A gasolina exerceu a maior pressão de alta, respondendo por 0,10 ponto percentual (p.p.) do índice
Os preços da conta de luz e da gasolina mediram força em janeiro e fizeram a inflação oficial do mês fechar em 0,33%, ou seja, o mesmo patamar de dezembro. Em janeiro de 2025, o IPCA tinha sido de 0,16%.

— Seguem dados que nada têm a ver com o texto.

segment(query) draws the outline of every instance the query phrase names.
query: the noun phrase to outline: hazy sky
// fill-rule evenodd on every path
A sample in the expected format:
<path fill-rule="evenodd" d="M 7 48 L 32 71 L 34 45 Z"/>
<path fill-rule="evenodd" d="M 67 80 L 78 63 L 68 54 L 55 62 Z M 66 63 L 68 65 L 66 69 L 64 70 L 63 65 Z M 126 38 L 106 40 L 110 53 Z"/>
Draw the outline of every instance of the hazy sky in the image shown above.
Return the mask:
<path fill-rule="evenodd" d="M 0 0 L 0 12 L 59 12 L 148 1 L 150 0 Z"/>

Com o resultado, a inflação oficial – medida pelo Índice Nacional de Preços ao Consumidor Amplo (IPCA) – acumula 4,44% em 12 meses dentro do limite máximo de tolerância da meta do governo.

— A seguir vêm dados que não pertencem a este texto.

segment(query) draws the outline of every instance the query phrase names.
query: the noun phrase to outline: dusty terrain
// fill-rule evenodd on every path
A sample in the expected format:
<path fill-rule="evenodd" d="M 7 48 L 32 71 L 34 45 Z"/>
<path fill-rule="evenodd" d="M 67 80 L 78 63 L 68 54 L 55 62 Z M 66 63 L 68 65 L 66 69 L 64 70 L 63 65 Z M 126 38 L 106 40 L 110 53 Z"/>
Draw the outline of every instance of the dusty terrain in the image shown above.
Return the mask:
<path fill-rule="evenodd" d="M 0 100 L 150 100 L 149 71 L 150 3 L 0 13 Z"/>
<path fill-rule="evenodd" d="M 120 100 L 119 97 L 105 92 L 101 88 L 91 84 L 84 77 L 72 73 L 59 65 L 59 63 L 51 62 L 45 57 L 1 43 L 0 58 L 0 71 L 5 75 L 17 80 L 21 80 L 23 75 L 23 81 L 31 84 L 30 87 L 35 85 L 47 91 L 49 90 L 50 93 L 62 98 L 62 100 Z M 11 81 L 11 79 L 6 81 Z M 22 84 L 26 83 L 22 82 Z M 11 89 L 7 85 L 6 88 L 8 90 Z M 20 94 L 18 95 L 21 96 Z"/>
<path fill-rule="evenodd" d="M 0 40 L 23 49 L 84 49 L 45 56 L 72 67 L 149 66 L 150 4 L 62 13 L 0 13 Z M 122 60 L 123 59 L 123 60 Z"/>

A gasolina exerceu a maior pressão de alta, respondendo por 0,10 ponto percentual (p.p.) do índice. Enquanto a conta de luz mais barata representou -0,11 p.p.
O Instituto Brasileiro de Geografia e Estatística (IBGE), divulgou os dados nesta terça-feira (10), no Rio de Janeiro.
A meta
A meta de inflação estipulada pelo Conselho Monetário Nacional (CMN) é de 3%, com tolerância de 1,5 ponto percentual para mais ou para menos, ou seja, um intervalo de 1,5% a 4,5%. Desde novembro passado, o IPCA está dentro do limite de tolerância.

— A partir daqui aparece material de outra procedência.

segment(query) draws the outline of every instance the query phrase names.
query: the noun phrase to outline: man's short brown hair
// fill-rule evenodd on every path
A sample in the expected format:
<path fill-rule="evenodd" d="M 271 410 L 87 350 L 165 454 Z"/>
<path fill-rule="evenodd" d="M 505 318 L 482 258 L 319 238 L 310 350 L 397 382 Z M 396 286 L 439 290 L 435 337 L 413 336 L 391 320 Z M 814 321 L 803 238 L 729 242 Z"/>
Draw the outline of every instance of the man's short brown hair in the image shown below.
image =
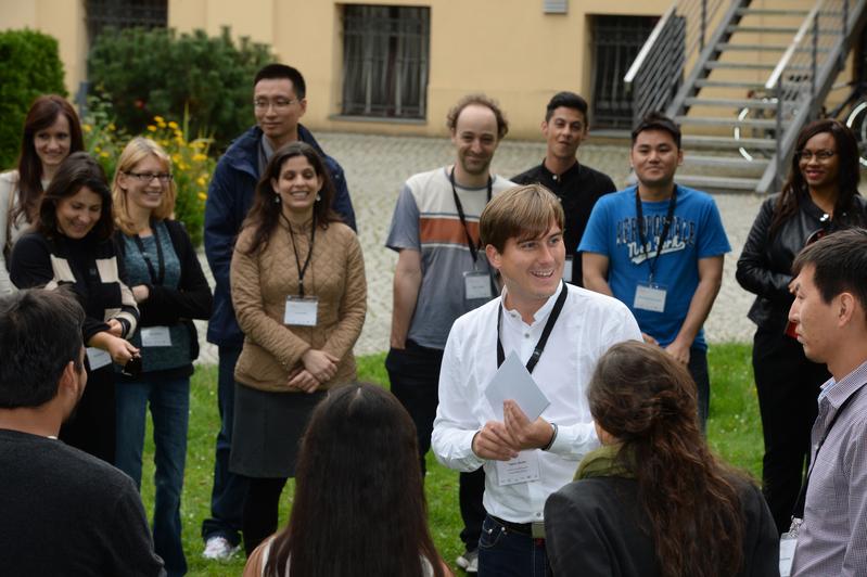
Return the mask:
<path fill-rule="evenodd" d="M 502 110 L 499 107 L 499 104 L 497 104 L 497 101 L 485 94 L 467 94 L 448 111 L 446 126 L 449 132 L 455 132 L 455 129 L 458 127 L 458 117 L 460 113 L 463 112 L 463 108 L 472 104 L 490 108 L 490 112 L 494 113 L 494 117 L 497 119 L 497 140 L 502 140 L 509 132 L 509 121 L 506 119 L 506 115 L 502 114 Z"/>
<path fill-rule="evenodd" d="M 482 211 L 479 233 L 483 245 L 502 253 L 509 239 L 538 239 L 551 228 L 551 222 L 562 230 L 564 221 L 560 200 L 541 184 L 527 184 L 495 196 Z"/>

Desde o início de 2025, o período de avaliação da meta é referente aos 12 meses imediatamente passados e não apenas o alcançado no fim do ano (dezembro). Considera-se descumprida a meta, se estourar o intervalo de tolerância por seis meses seguidos.
Instituições financeiras ouvidas pelo Boletim Focus, do Banco Central, estimam que o IPCA deve terminar o ano em 3,97%.
O índice
O IPCA apura o custo de vida para famílias com rendimentos entre um e 40 salários mínimos. Ao todos, coletaram preços de 377 subitens (produtos e serviços).
A coleta de preços ocorreu em dez regiões metropolitanas. Ou seja, Belém, Fortaleza, Recife, Salvador, Belo Horizonte, Vitória, Rio de Janeiro, São Paulo, Curitiba, Porto Alegre. Além disso, em Brasília, Goiânia, Campo Grande, Rio Branco, São Luís e Aracaju.